Com o esgotamento físico e mental do escritor, sua irmã vem buscá-lo em Tune. A aparência do poeta é descrita como sendo a de um cadáver, e seus versos ressoam em sua cabeça como o gralhar de corvos; ele se desespera. Seus manuscritos ficam por fim no chão do quarto, como crianças impiedosamente abandonadas pelos pais (Cf. Id.: 183) A narrativa termina em movimento. Atônito, no fundo do coche, Kleist sonha com nuvens e belas mãos, não mira a paisagem, que aos poucos vai ficando para trás. O ritmo do texto cria o movimento da progressiva desaparição de Tune: "Weiter. Alles fliegt und sinkt vor den Seitenblicken nach rückwärts, alles tanzt, kreist und schwindet”[13] [13] „Adiante. Tudo voa e fica para trás nesse olhar de esguelha; tudo dança, rodopia e entra em vertigem." [Trad. D. P.] . Junto com a paisagem vai sumindo novamente a dor. E por fim a imagem do próprio Kleist:

Weiter, hei hei, ist das eine Wagenfahrt.
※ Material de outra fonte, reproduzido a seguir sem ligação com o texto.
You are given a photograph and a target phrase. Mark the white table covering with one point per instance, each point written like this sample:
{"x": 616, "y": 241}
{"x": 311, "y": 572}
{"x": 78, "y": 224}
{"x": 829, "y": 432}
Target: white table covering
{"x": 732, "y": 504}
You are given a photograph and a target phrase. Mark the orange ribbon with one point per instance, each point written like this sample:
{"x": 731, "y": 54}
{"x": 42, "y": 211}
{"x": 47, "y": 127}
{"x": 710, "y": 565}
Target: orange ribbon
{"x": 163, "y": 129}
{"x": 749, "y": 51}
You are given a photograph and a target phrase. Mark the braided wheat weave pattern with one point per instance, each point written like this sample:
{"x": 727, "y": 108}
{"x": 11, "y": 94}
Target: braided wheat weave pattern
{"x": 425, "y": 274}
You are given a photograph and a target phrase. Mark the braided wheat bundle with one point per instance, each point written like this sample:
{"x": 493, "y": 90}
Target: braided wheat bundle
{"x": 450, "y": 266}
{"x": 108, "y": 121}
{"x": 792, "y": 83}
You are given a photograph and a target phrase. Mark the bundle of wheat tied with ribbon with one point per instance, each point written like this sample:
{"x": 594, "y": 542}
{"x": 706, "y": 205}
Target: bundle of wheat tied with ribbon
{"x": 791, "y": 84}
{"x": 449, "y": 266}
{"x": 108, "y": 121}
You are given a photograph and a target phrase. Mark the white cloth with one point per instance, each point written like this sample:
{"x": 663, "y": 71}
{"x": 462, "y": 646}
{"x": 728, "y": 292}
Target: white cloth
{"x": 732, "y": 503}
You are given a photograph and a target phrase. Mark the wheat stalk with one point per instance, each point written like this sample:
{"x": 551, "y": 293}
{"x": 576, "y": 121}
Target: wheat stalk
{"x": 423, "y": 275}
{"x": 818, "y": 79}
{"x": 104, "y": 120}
Aber zu guter Letzt wird man ihn laufen lassen müssen, den Postwagen, und zu allerletzt kann man sich ja noch die Bemerkung erlauben, dass an der Front des Landhauses, das Kleist bewohnt hat, eine marmorne Tafel hängt, die darauf hindeutet, wer da gelebt und gedichtet hat. Reisende mit Alpentourenabsichten können’s lesen, Kinder aus Thun lesen und buchstabieren es, Ziffer für Ziffer, und schauen einander dann fragend in die Augen. Ein Jude kann’s lesen, der Christ auch, wenn er Zeit hat und nicht etwa der Zug schon im Abfahren begriffen ist, ein Türke, eine Schwalbe, inwiefern sie Interesse daran hat, ich auch, ich kann’s gelegentlich auch wieder einmal lesen. (Id.: 184)[14] [14] "Adiante, eia, eia, isto é uma viagem de coche! Finalmente, deixa-se partir o veículo, o coche dos correios, e seja-me finalmente permitido observar que, na fachada da casa de campo onde Kleist morou, há uma placa de mármore informando o nome de quem ali viveu e escreveu. Viajantes que desejam explorar os Alpes podem lê-la, crianças de Tune leem-na e soletram-na, sílaba por sílaba, e se entreolham interrogativas. Um judeu pode lê-la, o cristão também – se houver tempo e ele não estiver prestes a perder o trem –, um turco, uma andorinha – caso ela se interesse – podem vê-la e também eu, também eu posso eventualmente lê-la mais uma vez.” [Trad. D. P.]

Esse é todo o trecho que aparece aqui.